Zulip Chat Archive

Stream: maths

Topic: linear_independent


view this post on Zulip Johan Commelin (Feb 28 2019 at 10:36):

If my goal is linear_independent K s,
how do I turn this into the statement that the coefficient a_i is zero if sum a_i s_i = 0?
This part of the API seems to do lots of abstract stuff, but I'm missing this down to earth condition.

view this post on Zulip Johan Commelin (Feb 28 2019 at 10:37):

Maybe it is hidden in 5 layers of defeqs, but that doesn't seem user friendly to me.

view this post on Zulip Johan Commelin (Feb 28 2019 at 10:56):

@Kenny Lau Any hints?

view this post on Zulip Kenny Lau (Feb 28 2019 at 11:00):

oh no

view this post on Zulip Kenny Lau (Feb 28 2019 at 11:01):

iirc the lemma isn’t there

view this post on Zulip Johannes Hölzl (Feb 28 2019 at 11:35):

There is linear_independent_iffand lc.total is the sum operator

view this post on Zulip Johannes Hölzl (Feb 28 2019 at 11:36):

by the way, I'm working on adding the linear structure on the function (pi) space & for finsupp if you need this

view this post on Zulip Johan Commelin (Feb 28 2019 at 14:56):

I'm feeling really miserable today. People have said that it is a sobering thought that Lean does not know complex analysis. Well, as far as I know Lean also doesn't know anything about finite-dimensional vector spaces. And that's quite depressing.
I've tried to prove that V and its dual have the same dimension, and I get stuck in a maze of complicated definitions that don't fit in my brain-RAM. It probably means that I haven't understood the API for linear maps and modules... I'm not sure if that says something about me, or about the API.

view this post on Zulip Mario Carneiro (Feb 28 2019 at 15:24):

Do we have the dual vector space?

view this post on Zulip Patrick Massot (Feb 28 2019 at 15:26):

If we have linear maps and the instance saying that a field is a vector space over itself then we have duals, right?

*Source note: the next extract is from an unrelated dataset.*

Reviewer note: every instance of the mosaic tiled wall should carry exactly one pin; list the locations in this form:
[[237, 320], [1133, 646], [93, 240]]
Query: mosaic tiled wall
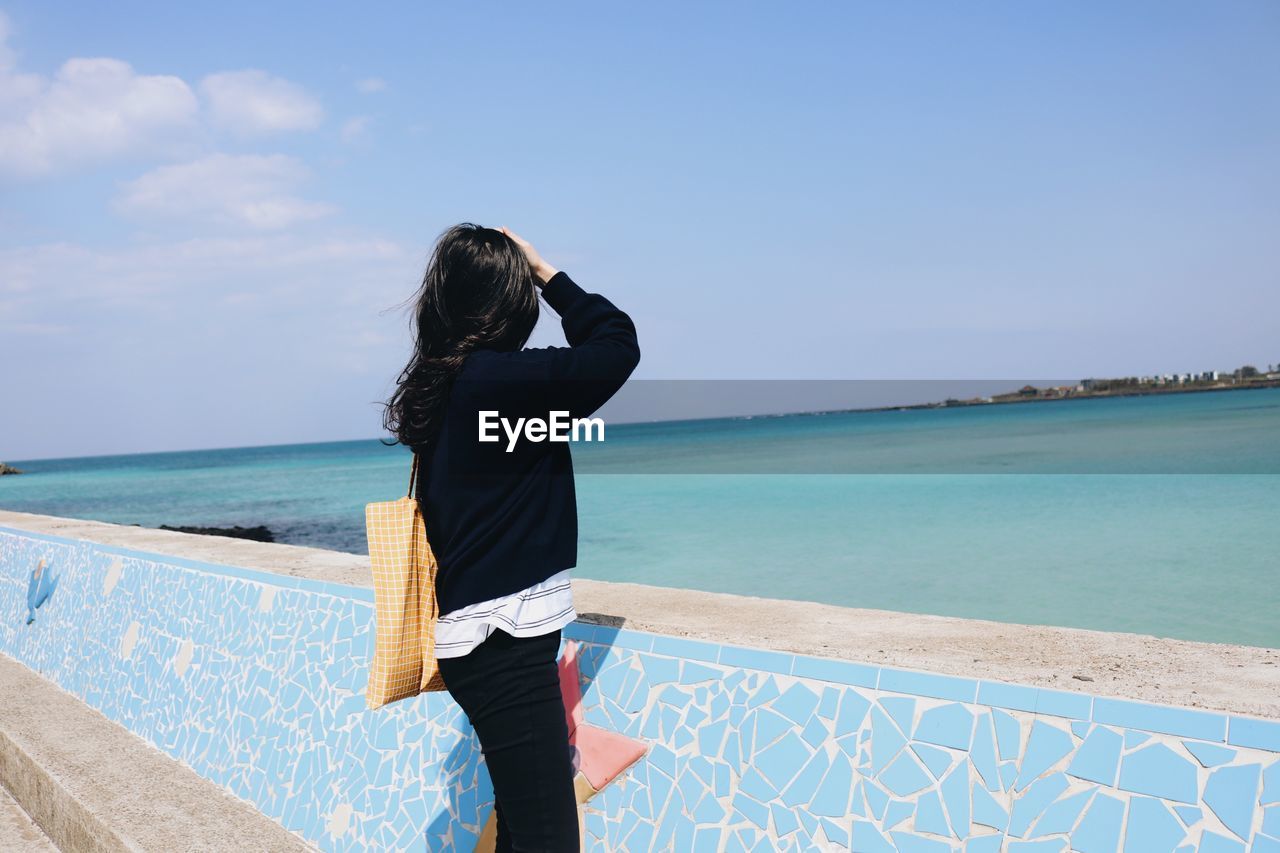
[[255, 682]]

view this post on Zulip Mario Carneiro (Feb 28 2019 at 15:27):

right. I'm trying to reconstruct the proof Johan is talking about

view this post on Zulip Mario Carneiro (Feb 28 2019 at 15:28):

what's the basis for the dual space?

view this post on Zulip Patrick Massot (Feb 28 2019 at 15:28):

I agree that the status of linear algebra in mathlib is much more depressing than the status of complex analysis. But we need to make choices, we can't work on everything at the same time

view this post on Zulip Patrick Massot (Feb 28 2019 at 15:28):

If you have a basis for the original space then you get the dual basis

view this post on Zulip Mario Carneiro (Feb 28 2019 at 15:28):

do you have to invent an inner product to define the dual basis

view this post on Zulip Patrick Massot (Feb 28 2019 at 15:28):

no

view this post on Zulip Patrick Massot (Feb 28 2019 at 15:29):

If the basis is (e_1, ..., e_n) then the dual basis is defined by l_i(e_j) = 1 if i =j, 0 otherwise

view this post on Zulip Patrick Massot (Feb 28 2019 at 15:29):

You need to know that a linear map can be specified by specifying it on a basis

view this post on Zulip Mario Carneiro (Feb 28 2019 at 15:30):

okay. We have that though

view this post on Zulip Mario Carneiro (Feb 28 2019 at 15:30):

I think it's called constr

view this post on Zulip Mario Carneiro (Feb 28 2019 at 15:30):

But this isn't always a basis, right? in infinite dimensions it breaks down

view this post on Zulip Patrick Massot (Feb 28 2019 at 15:31):

You don't talk about basis in infinite dimension, this would be a bad idea

view this post on Zulip Mario Carneiro (Feb 28 2019 at 15:31):

So we have a dual_basis function that takes any basis and makes a lin ind set in the dual space

view this post on Zulip Mario Carneiro (Feb 28 2019 at 15:31):

and if the original space is f.d then it's also a basis

view this post on Zulip Patrick Massot (Feb 28 2019 at 15:32):

yes

view this post on Zulip Patrick Massot (Feb 28 2019 at 15:33):

In infinite dimensions the dual tends to be bigger than the original space

view this post on Zulip Mario Carneiro (Feb 28 2019 at 15:33):

oh right, I just remembered that I had plans to redo linear_independent because it uses sets instead of families

view this post on Zulip Patrick Massot (Feb 28 2019 at 15:33):

ooh

view this post on Zulip Patrick Massot (Feb 28 2019 at 15:34):

That would be nice

view this post on Zulip Mario Carneiro (Feb 28 2019 at 15:34):

it's a lot more natural for everything except zorn's lemma

view this post on Zulip Mario Carneiro (Feb 28 2019 at 15:34):

but that's just one proof

view this post on Zulip Patrick Massot (Feb 28 2019 at 15:35):

Let's do more elementary maths since Jeremy opened the way with calculus. But not too elementary, I just spend one hour teaching how to "prove" the equivalence of five definitions of "convex polygon", I will never ever try to Lean that "proof"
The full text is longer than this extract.